The Biology Of Ultrasound
Ultrasound is exactly that: an auditory waveform (sound) that occurs above the upper limit for human hearing (ultra). Like all sounds, this flow of sound pressure occurs in waves, broken into half-cycles of compression and expansion. What that means is that the matter hit by this sound undergoes a compression of its material, followed by an expansion. This is one of the things that make ultrasound potentially dangerous.
Bubble formation within a liquid upon ultrasound exposure is called cavitation. The term cavitation is particularly used to refer to the implosion of a gaseous bubble under pressure within a liquid; specifically, this is known as transient cavitation. Stable cavitation is the formation of bubbles that remain relatively stable in the liquid medium. In pure water, bubbles form at more than 1,000 atmospheres of pressure, which is to say that if you were to take pure water and subject it to even the highest intensities of diagnostic or prenatal ultrasound, bubbles would not form because the intensity is far too low. This is not the case for biological tissues. As occurs with almost every solid within a liquid (e.g., cells), small gaseous pockets hide within crevices. The pre-existence of such bubbles essentially lowers the threshold for cavitation within biologic tissue compared to pure water because gaseous cavities, though extremely small, are already present. When subjected to the force of ultrasound, these bubbles undergo expansion and compression. With each subsequent cycle, the bubble compresses less and less, so that over time the size of it grows until the surface area of the bubble can no longer withstand the pressure.

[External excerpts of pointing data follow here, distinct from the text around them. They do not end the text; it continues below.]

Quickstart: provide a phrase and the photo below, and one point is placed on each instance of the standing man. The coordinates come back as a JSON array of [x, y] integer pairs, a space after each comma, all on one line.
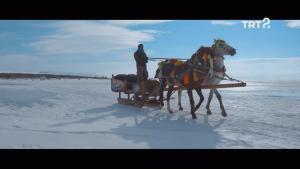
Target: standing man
[[141, 63]]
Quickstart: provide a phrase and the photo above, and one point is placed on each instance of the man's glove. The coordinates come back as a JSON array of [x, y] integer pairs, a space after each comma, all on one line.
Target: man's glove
[[210, 73]]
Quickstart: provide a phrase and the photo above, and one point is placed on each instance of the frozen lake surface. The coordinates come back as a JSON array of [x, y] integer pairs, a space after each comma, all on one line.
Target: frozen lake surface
[[85, 114]]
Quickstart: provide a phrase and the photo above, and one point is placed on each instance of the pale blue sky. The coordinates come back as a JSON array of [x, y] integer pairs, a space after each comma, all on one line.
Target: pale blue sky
[[106, 47]]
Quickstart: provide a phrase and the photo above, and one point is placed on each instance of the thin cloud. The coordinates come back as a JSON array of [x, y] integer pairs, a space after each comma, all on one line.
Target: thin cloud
[[227, 23], [137, 22], [293, 24], [91, 37]]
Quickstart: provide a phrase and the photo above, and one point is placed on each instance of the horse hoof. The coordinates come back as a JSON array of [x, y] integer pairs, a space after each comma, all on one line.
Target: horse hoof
[[224, 114], [208, 112]]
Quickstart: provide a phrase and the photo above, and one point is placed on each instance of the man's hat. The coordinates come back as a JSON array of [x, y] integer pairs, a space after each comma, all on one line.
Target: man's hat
[[140, 46]]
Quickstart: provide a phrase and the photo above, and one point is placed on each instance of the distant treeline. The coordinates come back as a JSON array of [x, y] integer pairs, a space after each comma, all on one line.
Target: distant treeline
[[45, 76]]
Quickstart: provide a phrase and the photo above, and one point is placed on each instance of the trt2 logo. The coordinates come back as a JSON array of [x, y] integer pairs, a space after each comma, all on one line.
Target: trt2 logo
[[259, 24]]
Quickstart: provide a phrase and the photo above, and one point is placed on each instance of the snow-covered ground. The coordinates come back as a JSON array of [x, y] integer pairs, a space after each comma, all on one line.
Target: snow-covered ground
[[85, 114]]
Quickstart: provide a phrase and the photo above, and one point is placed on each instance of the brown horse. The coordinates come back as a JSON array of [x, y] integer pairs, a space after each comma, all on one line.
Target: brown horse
[[193, 73]]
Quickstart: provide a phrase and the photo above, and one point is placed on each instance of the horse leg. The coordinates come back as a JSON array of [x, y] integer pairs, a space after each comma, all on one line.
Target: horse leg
[[199, 91], [190, 93], [211, 92], [161, 92], [179, 98], [171, 87], [224, 114]]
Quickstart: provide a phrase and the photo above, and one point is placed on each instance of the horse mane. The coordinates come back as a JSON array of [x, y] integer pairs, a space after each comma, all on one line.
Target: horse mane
[[202, 51]]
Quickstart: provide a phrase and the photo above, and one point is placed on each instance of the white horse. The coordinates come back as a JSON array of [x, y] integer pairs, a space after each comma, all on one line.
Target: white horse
[[217, 72]]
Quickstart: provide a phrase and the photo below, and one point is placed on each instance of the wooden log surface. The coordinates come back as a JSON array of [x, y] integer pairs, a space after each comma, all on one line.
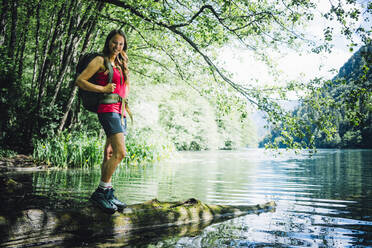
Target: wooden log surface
[[48, 228]]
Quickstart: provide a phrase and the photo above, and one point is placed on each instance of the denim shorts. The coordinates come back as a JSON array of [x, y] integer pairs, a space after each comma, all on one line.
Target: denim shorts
[[111, 123]]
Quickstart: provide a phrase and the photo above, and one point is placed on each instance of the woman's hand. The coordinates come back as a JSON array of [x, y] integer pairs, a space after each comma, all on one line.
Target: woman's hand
[[109, 88]]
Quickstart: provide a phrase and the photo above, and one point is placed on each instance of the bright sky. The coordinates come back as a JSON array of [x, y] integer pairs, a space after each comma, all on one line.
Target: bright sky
[[293, 66]]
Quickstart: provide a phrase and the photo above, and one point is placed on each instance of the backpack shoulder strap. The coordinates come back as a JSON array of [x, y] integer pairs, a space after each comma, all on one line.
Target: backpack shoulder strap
[[109, 67]]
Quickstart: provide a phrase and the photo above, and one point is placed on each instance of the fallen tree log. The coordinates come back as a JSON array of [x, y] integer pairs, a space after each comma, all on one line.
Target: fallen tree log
[[86, 225]]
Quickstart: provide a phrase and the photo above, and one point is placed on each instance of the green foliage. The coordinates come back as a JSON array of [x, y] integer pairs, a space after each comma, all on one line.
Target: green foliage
[[169, 43], [335, 113], [70, 150], [6, 153], [84, 150]]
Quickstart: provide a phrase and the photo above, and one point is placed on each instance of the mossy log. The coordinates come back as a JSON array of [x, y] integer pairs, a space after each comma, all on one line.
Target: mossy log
[[89, 224]]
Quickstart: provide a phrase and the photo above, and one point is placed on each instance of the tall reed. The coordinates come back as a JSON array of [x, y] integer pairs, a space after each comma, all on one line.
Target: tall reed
[[82, 149]]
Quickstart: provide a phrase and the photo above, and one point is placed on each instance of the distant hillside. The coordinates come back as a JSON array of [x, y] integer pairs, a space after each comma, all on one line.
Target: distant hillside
[[351, 91], [353, 68]]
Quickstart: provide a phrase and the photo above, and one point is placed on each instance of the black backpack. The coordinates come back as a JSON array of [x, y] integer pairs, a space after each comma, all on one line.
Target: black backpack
[[91, 100]]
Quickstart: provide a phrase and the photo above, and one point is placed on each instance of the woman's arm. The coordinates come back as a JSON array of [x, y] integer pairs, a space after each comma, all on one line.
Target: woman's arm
[[94, 66]]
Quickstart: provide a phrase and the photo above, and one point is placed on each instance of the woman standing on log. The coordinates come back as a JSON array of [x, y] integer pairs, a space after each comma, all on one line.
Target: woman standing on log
[[111, 116]]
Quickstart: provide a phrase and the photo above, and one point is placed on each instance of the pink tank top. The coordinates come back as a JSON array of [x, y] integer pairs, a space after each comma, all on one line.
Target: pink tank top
[[120, 89]]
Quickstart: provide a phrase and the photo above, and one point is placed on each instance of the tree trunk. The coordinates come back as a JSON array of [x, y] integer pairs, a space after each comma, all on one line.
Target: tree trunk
[[13, 30], [90, 26], [36, 58], [67, 111], [3, 18]]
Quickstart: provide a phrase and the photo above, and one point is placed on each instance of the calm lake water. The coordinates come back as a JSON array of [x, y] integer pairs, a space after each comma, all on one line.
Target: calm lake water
[[322, 201]]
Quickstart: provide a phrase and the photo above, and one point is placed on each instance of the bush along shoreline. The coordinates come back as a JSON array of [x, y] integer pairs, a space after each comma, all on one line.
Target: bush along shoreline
[[85, 150]]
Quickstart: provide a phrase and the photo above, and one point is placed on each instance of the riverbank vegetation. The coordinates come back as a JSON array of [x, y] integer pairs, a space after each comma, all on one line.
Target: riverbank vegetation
[[343, 104], [181, 95]]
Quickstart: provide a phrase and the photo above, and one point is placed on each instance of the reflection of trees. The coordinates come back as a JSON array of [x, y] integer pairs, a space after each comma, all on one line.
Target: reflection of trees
[[338, 183]]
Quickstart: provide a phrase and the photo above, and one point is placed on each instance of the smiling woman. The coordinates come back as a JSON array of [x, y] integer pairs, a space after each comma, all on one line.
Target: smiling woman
[[112, 115]]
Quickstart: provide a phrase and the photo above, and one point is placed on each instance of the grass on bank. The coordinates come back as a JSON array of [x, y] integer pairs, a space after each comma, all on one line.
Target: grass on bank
[[84, 150]]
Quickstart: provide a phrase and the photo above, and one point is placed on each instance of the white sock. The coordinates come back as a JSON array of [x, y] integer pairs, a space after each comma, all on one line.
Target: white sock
[[104, 185]]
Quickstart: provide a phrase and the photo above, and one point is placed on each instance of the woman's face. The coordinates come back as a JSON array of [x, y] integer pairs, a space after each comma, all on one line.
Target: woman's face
[[116, 44]]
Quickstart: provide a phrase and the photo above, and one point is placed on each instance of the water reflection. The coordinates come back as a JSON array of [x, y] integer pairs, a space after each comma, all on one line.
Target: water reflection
[[322, 201]]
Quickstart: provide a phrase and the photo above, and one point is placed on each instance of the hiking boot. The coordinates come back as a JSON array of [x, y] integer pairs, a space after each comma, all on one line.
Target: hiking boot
[[99, 198], [114, 201]]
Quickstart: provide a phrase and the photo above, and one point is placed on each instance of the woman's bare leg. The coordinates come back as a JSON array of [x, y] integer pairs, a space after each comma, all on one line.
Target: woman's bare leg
[[114, 154]]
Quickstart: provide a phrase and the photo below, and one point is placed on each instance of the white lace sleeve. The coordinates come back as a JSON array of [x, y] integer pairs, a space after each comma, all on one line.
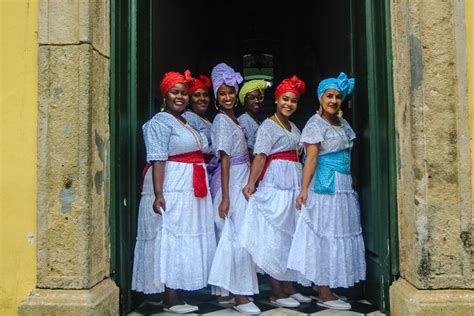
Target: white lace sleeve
[[157, 135]]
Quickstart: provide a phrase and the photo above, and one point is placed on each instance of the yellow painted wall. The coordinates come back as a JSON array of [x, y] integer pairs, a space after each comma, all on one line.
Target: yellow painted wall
[[18, 124], [469, 9]]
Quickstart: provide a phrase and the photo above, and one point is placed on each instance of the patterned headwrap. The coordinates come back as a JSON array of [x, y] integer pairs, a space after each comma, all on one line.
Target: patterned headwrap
[[250, 86], [171, 78], [293, 84], [341, 84], [202, 83], [223, 74]]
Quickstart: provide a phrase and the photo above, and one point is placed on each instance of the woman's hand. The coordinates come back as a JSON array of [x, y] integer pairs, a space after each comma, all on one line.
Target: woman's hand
[[248, 190], [159, 203], [224, 208], [301, 199]]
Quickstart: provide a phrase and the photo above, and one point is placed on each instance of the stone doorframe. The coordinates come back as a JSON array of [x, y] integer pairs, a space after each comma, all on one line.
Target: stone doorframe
[[73, 276], [432, 123]]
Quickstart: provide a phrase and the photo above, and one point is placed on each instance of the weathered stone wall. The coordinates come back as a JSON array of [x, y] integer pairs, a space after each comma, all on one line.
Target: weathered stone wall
[[73, 138], [432, 123]]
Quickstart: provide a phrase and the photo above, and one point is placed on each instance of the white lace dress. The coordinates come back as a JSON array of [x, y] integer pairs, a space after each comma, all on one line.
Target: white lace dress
[[250, 128], [201, 125], [176, 248], [327, 247], [270, 217], [232, 269]]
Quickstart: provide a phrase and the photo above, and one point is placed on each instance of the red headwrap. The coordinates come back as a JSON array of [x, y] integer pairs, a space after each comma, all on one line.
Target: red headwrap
[[171, 78], [202, 83], [293, 84]]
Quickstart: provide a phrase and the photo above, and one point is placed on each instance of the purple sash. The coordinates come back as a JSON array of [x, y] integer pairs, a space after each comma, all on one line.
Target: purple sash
[[214, 170]]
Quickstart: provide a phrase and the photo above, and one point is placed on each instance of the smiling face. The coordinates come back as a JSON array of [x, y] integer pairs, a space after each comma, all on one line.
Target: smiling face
[[253, 101], [177, 99], [199, 101], [331, 101], [226, 97], [287, 103]]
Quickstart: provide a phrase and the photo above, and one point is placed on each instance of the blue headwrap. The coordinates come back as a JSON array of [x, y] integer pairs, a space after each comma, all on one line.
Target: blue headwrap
[[223, 74], [341, 84]]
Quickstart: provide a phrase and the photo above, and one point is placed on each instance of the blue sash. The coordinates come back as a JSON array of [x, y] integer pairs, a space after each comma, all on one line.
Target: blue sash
[[328, 164]]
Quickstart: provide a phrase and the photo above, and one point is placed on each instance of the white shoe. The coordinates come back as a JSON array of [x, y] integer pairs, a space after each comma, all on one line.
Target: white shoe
[[335, 304], [301, 298], [181, 309], [286, 302], [249, 308]]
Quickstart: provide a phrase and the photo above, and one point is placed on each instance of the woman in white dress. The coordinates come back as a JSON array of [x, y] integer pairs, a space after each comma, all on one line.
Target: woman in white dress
[[251, 95], [327, 247], [176, 238], [232, 271], [196, 114], [271, 213]]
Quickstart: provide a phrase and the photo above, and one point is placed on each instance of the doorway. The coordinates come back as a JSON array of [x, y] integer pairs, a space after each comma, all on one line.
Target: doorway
[[313, 40]]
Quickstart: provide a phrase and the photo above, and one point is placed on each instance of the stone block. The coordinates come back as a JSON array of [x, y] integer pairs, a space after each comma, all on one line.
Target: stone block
[[433, 186], [101, 300]]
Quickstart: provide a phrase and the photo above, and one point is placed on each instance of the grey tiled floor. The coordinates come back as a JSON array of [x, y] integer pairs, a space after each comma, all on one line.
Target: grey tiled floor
[[208, 306]]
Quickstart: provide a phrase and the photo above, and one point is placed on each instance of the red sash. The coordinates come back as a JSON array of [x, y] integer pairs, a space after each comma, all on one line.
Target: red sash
[[199, 173], [291, 155]]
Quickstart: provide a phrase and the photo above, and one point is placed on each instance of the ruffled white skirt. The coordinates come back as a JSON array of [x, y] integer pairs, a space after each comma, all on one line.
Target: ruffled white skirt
[[327, 247], [232, 269]]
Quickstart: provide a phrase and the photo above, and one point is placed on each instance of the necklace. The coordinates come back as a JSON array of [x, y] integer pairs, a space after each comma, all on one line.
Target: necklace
[[254, 118], [193, 132], [290, 137]]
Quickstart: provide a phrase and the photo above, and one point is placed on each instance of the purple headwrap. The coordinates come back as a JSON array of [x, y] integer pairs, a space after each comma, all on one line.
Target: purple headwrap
[[223, 74]]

In the case of a bubble in liquid, it implodes and the surrounding water rushes in and meets with the gases once trapped in the bubble, triggering a violent chemical reaction which produces an extraordinary local rise in temperature. Thankfully, the rapid cooling rates of the surrounding medium virtually assure that for a single occurrence the temperature of surrounding tissues rises insignificantly. The problem arises when transient cavitation occurs more frequently in a local tissue such that the rapidity of cooling is not as efficient, which can cause thermally induced tissue damage.
Aside from temperature increase, these little bubbles can also cause other problems. As you might imagine, when a bubble implodes it can create a considerable force of pressure in the surrounding medium, such that nearby cells may be hit with high-pressure water jets. (This can also occur by stable cavitation in which the bubble doesn’t implode but merely oscillates next to or within a cell, creating a variety of forces and pressures against the outer membrane and within the cell itself.) In a worst-case scenario, the jets of water may fatally damage the membrane and internal structures of cells, leading to cell death. In a less deadly scenario, the water jet may poke transient holes through the outer membrane of the cell, which allows many communicating molecules such as sodium, calcium and various proteins into the cell. This inward rush of calcium, for instance, can activate many downstream pathways involved in cell repair and cell growth, and even alter cell-to-cell communication, such as in the case of neurons.
So what harm can a little calcium do? It’s possible it can kill off the cell through calcium cytotoxicity. Even if it doesn’t since many of these extra-cellular molecules are normally used in a controlled way for cell-to-cell communication, their presence essentially feeds cells the wrong messages and could feasibly alter the development of cells permanently. This is particularly true of stem cells, progenitors and immature cells, which may pass down these alterations through further generations.